'Green' Energy Needs a Big Leap

That’s the headline on this LA Times piece on Energy Secretary Steven Chu’s aim to produce “revolutionary” breakthroughs. Incrementalism? Highlights added for your convenience and pleasure:

When Energy Secretary Steven Chu talks about how Americans can break their addiction to oil and coal, he starts with his hi-fi amplifier. It’s so old that the on-off light burned out long ago. But inside lies a technology that — in its day — was as revolutionary as the changes needed to solve the nation’s energy problems.

Radios, telephones and other electronics once depended on fragile vacuum tubes the size of small light bulbs. Then scientists pioneered a smaller, cheaper and more durable replacement called the transistor, opening the way to trans-Atlantic phone calls and a host of other marvels, including Chu’s stereo.

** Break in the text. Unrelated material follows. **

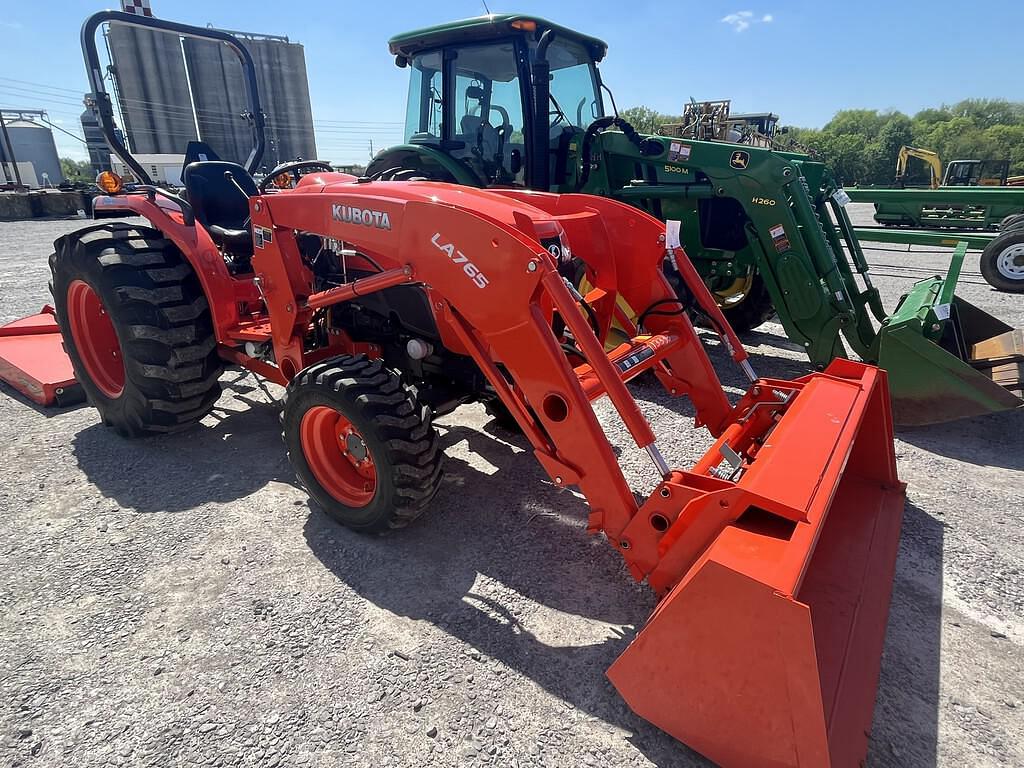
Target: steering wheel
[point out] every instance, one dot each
(494, 166)
(292, 169)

Chu, a Nobel Prize-winning physicist, and other experts say similar [revolutionary] scientific breakthroughs are needed to make renewable power sources such as wind, solar and biofuels as cheap and easy to use as costly, environmentally damaging oil and coal. Toward that end, President Obama’s stimulus package contains $8 billion for energy research, including $400 million targeted for game-changing technology.

I’m glad the Times knew enough to add this:

The problem is that over the last three decades, the U.S. has spent many times that much on energy research and development — with nothing like a transistor to show for it.

“It’s very easy to say we should spend more” on research, said Jeffrey Wadsworth, chief executive and president of the Battelle Memorial Institute, which manages several Energy Department laboratories. “What really needs to happen is more effective use of the money.”

As Wadsworth is quick to acknowledge, that’s easier said than done.

Clap harder everybody!

Anyway, if Obama’s Nobel Prize-winning physicist Secretary of Energy says the plan is to shoot for revolutionary, game-changing technology, will folks admit that Obama is in fact shooting for revolutionary, game-changing technology?